En los primeros días de julio, en los seis departamentos centrales del Gran Mendoza, un relevamiento de la consultora Demokratia expuso de forma drástica el deterioro en la percepción sobre la economía.
El estudio, realizado mediante 703 entrevistas presenciales, determinó que el 66,11% de los mendocinos considera agotado su margen de espera frente al rumbo de la economía.

Bajo esta premisa, solo un 14,78% de los encuestados manifestó estar dispuesto a aguardar hasta seis meses para percibir un alivio en la economía.

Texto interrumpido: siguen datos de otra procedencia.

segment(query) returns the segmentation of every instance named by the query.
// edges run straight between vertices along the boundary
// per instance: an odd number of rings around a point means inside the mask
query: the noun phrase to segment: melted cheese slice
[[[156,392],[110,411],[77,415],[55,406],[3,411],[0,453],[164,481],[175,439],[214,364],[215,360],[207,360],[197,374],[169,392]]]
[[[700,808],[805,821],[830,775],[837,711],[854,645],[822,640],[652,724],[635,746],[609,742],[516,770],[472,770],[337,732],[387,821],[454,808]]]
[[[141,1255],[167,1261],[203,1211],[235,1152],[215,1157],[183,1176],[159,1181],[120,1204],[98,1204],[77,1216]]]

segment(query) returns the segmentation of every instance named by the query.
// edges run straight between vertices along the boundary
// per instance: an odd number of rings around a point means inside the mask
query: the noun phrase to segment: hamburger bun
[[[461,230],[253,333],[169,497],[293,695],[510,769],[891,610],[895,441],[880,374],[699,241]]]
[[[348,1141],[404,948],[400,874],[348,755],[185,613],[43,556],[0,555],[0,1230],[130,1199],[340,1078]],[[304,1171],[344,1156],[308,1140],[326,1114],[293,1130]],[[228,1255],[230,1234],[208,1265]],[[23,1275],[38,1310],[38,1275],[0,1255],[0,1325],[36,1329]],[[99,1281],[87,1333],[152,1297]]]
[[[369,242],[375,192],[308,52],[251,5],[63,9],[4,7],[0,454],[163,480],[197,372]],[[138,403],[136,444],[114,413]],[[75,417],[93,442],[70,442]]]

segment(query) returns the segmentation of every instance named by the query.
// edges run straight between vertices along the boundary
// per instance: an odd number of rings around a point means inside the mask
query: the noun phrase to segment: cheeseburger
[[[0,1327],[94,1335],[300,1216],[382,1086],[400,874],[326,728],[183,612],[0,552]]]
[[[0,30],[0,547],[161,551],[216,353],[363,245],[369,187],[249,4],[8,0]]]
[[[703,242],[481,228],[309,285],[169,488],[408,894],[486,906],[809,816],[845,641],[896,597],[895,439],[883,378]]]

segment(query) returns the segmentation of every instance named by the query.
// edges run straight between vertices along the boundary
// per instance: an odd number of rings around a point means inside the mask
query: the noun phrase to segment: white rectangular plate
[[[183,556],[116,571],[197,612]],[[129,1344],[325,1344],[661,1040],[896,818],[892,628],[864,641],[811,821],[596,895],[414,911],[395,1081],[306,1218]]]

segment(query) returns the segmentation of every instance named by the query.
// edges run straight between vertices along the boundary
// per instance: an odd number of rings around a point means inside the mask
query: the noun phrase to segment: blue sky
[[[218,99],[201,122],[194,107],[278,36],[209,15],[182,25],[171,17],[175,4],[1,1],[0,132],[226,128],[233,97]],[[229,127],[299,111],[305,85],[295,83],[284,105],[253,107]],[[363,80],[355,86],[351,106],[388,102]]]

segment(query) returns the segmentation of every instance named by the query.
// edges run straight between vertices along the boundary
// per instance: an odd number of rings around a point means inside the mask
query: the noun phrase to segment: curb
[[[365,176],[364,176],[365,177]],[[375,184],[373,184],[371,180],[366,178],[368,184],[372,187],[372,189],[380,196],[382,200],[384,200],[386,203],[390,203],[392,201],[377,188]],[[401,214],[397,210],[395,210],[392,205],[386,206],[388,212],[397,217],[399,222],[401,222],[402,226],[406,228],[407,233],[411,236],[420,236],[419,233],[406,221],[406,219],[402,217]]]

No obstante, un sector más minoritario, correspondiente al 12,97%, afirmó que sostendría su expectativa por un plazo de nueve meses o más en relación con la economía.

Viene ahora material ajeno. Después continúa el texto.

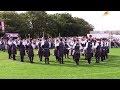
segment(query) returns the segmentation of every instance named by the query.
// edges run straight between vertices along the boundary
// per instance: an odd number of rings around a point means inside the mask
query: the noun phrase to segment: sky
[[[85,21],[94,26],[94,31],[120,31],[120,11],[109,11],[108,16],[103,16],[103,13],[105,11],[46,11],[46,12],[48,14],[66,12],[70,13],[73,17],[83,18]]]

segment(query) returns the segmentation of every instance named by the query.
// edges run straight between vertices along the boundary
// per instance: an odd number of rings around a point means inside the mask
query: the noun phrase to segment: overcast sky
[[[47,11],[48,14],[64,12],[70,13],[73,17],[85,19],[95,27],[94,31],[120,31],[120,11],[109,11],[108,16],[103,16],[105,11]]]

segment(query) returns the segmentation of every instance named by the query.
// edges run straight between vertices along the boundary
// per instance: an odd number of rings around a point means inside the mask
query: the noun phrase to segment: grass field
[[[99,64],[89,65],[81,57],[80,65],[76,66],[72,57],[65,59],[65,64],[56,62],[51,50],[50,64],[39,61],[37,52],[33,64],[25,56],[25,62],[20,62],[19,52],[16,61],[8,59],[7,52],[0,51],[0,78],[1,79],[120,79],[120,49],[110,50],[109,59]]]

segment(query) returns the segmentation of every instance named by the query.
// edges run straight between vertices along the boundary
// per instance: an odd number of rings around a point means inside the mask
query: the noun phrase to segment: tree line
[[[0,12],[0,20],[5,22],[6,33],[19,33],[22,38],[84,36],[94,27],[82,18],[72,17],[69,13],[47,14],[45,11]],[[2,30],[0,35],[2,36]]]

Por consiguiente, el panorama sobre el futuro resulta predominantemente negativo, dado que el 66,03% prevé que la coyuntura nacional continuará igual de mal en la economía.
De manera análoga, un 15,20% proyectó un escenario aún más desfavorable, mientras que apenas el 0,67% aguarda una mejora sustancial en la economía.
En este sentido, la capacidad para afrontar los gastos cotidianos refleja complicaciones severas, donde el 37,39% asegura que llega ajustado a fin de mes dentro de esta economía.
Por otra parte, un 15,13% requiere asistencia de terceros para cubrir sus necesidades básicas, y un 3,25% directamente no logra cubrir sus costos en la economía.

En contraste, el 40,59% indicó cubrir sus compromisos mensuales sin inconvenientes, dejando solo a un 3,64% con margen real de ahorro en la actual economía.
Asimismo, la percepción individual confirma este desgaste: el 73,91% define su realidad financiera personal como mala dentro del contexto general de la economía.
En última instancia, el desglose revela que un 20,17% evalúa su estado como bueno, frente a un 5,92% que lo califica derechamente como muy malo en la economía.